Me acuerdo de que esa mañana me quedé en la vereda, mirando cómo el auto avanzaba sobre las calles hasta que, de un grito, la maestra me llamó adentro. Algo había ese día, demasiado brillo, demasiado calor, humedad, o algo habría en los ojos de mi padre que me dejaron pensando, en la puerta de la escuela, sin poder entrar. Me acuerdo, también, que no podía entender bien qué significaban las palabras: “epilepsia tardía” y “convulsionar”, pero me hacían pensar en 10 lavarropas juntos, moviendo sus tambores de un lado a otro, agitándose para centrifugar, haciendo sentir sus quejidos por todas partes.
Del paso por la clínica me quedó impregnado el olor.
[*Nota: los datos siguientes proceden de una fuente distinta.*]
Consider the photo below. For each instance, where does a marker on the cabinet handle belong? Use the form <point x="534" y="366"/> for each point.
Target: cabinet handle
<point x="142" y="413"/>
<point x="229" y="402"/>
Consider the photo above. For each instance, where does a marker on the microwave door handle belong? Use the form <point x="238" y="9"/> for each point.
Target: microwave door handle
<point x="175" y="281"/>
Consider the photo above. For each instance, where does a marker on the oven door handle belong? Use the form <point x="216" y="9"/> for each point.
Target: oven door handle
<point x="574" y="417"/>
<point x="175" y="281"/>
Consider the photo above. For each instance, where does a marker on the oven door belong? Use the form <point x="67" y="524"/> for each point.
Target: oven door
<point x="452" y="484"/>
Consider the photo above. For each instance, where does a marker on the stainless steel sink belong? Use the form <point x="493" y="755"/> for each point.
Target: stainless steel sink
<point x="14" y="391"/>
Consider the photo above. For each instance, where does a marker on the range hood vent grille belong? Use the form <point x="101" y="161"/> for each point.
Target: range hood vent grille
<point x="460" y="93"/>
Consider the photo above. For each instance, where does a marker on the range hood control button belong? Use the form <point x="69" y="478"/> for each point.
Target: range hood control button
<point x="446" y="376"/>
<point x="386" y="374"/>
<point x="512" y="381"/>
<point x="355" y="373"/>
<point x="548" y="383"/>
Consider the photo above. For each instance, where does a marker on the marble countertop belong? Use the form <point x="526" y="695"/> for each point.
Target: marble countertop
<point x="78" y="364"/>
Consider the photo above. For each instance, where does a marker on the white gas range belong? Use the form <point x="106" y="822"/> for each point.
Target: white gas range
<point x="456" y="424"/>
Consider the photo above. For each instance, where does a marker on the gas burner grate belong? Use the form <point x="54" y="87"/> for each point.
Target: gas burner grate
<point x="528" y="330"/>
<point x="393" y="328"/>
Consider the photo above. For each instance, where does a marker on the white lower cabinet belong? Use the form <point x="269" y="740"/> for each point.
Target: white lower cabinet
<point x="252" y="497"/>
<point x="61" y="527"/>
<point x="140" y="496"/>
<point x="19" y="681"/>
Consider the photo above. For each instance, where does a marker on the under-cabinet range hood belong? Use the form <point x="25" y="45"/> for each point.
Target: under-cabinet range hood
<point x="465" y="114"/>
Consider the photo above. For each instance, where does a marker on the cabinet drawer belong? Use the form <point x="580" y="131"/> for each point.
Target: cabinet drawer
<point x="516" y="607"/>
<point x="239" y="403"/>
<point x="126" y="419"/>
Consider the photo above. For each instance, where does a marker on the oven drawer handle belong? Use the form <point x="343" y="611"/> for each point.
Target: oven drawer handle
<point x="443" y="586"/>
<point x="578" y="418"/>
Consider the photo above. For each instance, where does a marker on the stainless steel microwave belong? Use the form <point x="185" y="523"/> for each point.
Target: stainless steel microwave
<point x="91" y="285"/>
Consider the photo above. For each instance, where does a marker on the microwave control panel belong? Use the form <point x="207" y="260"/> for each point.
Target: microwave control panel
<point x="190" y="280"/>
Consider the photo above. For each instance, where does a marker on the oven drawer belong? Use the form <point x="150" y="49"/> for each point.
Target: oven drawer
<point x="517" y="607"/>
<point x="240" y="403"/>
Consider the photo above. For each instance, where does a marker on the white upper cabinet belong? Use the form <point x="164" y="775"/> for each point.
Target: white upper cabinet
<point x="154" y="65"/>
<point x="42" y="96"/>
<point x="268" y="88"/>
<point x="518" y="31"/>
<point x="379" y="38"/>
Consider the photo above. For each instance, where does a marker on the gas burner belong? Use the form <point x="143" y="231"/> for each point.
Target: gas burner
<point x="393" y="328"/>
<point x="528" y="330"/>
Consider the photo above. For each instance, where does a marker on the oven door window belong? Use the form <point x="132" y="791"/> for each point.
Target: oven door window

No podía entender cómo en ese lugar donde se cura a las personas, todas las cosas olieran a muertos.
- “No te preocupes. Peor es el olor de la sopa que me obligan a tomar”, dijo mi padre con dolor en la boca.
Esa tarde, la habitación se llenó de gente y yo me quedé afuera en una banqueta con forro de cuerina que hacía ruido escatológico cada vez que alguien se sentaba. Me puse a pensar en lo mucho que me hubiera gustado estar en el auto en el momento del accidente. Imaginé a mi padre envuelto en una sábana verde, corriendo en su R12, también verde, por las calles anchas y llenas de piedritas. Escuché el ruido mecánico de la cassettera al darle play y “Lucy In The Sky With Diamonds” seguida de “Jealous Guy”, y también los gritos de la abuela diciendo cosas ininteligibles desde la vereda. Éramos dos pilotos corriendo a toda velocidad y nadie flameaba una bandera a cuadros. Corríamos envueltos en una sábana verde con olor a muertos. Cuando mi padre empezó a convulsionar yo me agarré del volante, estiré las piernas hasta tocar los pedales y aprendí a manejar en un segundo. Miré para todos lados y no había un poste de cemento. Hicimos 5 cuadras. Cuando se calmó le dije: “Papá, no vamos a chocar. Te lo prometo”.